The word has spread, the crowds are here.
Today flags, signs, hashtag anthems
leap from screen to screen, neck to neck,
head to heart, hope to despair and back.
The many are one,
you sing, hands clasped,
in a crisis finding
the conscience that will forever define you.
In time to come, you will remember
this was the day the impossible was possible,
the ineffable turned #effable,
and you and I saw in ourselves
the blame we’d painted on each other.
Late united, we wait for the sun to sink,
release the green flash that promises
wishes will be fulfilled — if not this night, then
tomorrow, or the day after tomorrow.

 

Three words now the big shout
against the kaak, kaak, kaak of crows
who’ve trashed not just this generation
but the one before and the one that comes after.
Will those who thickened their purses, their bellies,
now creep behind the cortege,
offering new inducements
to fill more hidden coffers?
Will their freshly minted avatars
find an older drumbeat
under the jubilation?

 

Imagine if a misguided pair
raised a child to be a king,
forgetting the line that divides the gifted from the sly.
See him grow insatiable; eat not only the hand that feeds him,
but the arm, the entire body.

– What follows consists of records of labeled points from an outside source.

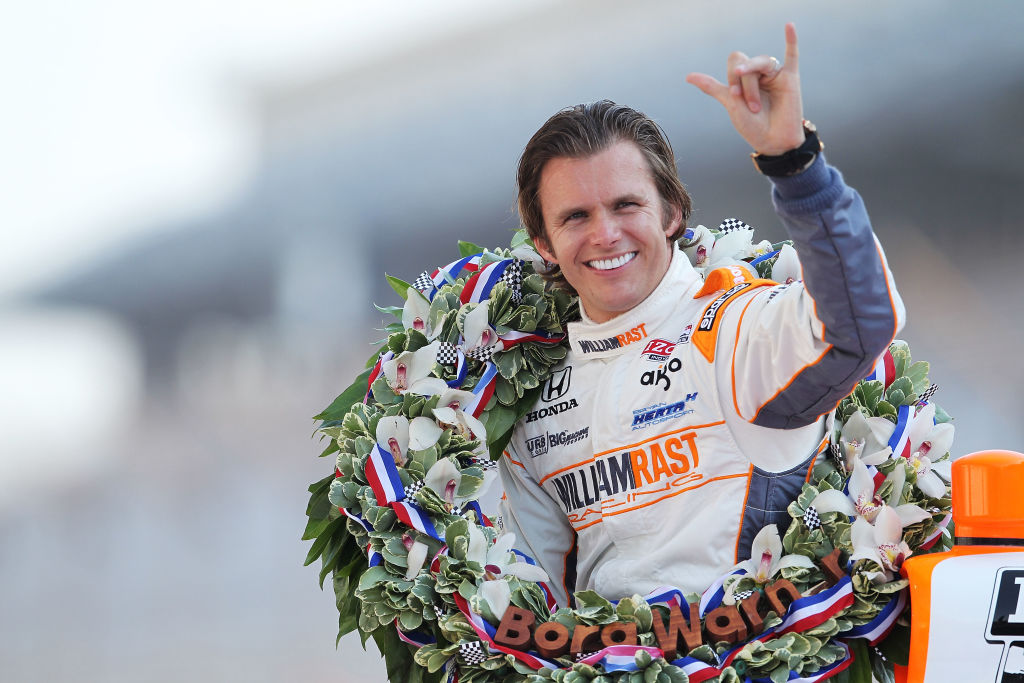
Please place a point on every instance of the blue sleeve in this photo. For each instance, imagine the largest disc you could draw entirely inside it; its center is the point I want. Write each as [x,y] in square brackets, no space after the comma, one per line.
[846,274]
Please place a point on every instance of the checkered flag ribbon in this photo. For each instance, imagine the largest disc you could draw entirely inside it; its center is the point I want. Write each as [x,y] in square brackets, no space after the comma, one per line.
[481,353]
[424,282]
[472,652]
[512,276]
[811,518]
[414,487]
[731,224]
[448,354]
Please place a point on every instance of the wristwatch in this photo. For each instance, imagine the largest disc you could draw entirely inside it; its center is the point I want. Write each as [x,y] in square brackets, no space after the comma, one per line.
[794,161]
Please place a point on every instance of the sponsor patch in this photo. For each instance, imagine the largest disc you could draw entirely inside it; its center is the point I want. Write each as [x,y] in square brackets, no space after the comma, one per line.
[658,413]
[657,349]
[557,384]
[660,376]
[554,409]
[538,445]
[629,337]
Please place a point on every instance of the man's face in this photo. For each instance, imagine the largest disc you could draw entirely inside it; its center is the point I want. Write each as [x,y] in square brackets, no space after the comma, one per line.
[605,228]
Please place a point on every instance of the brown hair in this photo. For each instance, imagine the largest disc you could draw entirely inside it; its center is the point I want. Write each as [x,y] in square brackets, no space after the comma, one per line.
[584,130]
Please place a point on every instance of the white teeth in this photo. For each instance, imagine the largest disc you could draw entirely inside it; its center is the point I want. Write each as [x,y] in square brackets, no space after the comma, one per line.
[609,263]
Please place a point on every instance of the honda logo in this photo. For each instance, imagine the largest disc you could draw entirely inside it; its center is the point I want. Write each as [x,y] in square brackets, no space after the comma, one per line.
[557,385]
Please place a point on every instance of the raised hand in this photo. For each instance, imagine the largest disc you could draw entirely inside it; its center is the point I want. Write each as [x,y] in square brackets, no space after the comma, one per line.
[762,97]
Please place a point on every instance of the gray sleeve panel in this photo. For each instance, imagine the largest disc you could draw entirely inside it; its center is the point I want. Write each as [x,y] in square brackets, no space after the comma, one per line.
[768,501]
[845,274]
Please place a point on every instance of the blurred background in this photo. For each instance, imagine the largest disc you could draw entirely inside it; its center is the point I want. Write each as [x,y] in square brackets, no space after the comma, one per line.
[200,200]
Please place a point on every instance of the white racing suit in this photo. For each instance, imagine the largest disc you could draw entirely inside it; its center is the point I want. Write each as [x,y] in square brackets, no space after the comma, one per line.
[673,433]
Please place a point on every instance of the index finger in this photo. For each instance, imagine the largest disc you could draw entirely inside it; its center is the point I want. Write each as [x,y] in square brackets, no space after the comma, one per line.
[792,54]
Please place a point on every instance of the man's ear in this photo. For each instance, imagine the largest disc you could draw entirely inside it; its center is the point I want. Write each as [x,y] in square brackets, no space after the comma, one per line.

First one then the other parent,
the house, the heavenly land — the whole lot,
including, in a final act of gluttony, himself
starting with the left foot, bare & burnt,
then the right, moving up and in and out
until there is nothing left to swallow but the tongue
that in our innocence we had thought was ours.
Could it ever be?
Tomorrow’s roll call,
will tell only half the story: of buds bruised, awoken.
The other half is the struggle
for a cleaner future
that appears now
locked — but not, we pray, forever.
This is the green that has seen
one world end and another begin.

 

The featured painting is from Anoma Wijewardene’s 2016 exhibition, Mi Casa Es Tu Casa, which was inspired by the migration and refugee crisis and is a response to the rise and normalization of the unconscionable, the divisive and destructive forces of intolerance, hatred and bigotry. Perhaps Sri Lanka, which has so recently suffered the pain of conflict and loss, can be the beacon of hope, of values, of inclusion?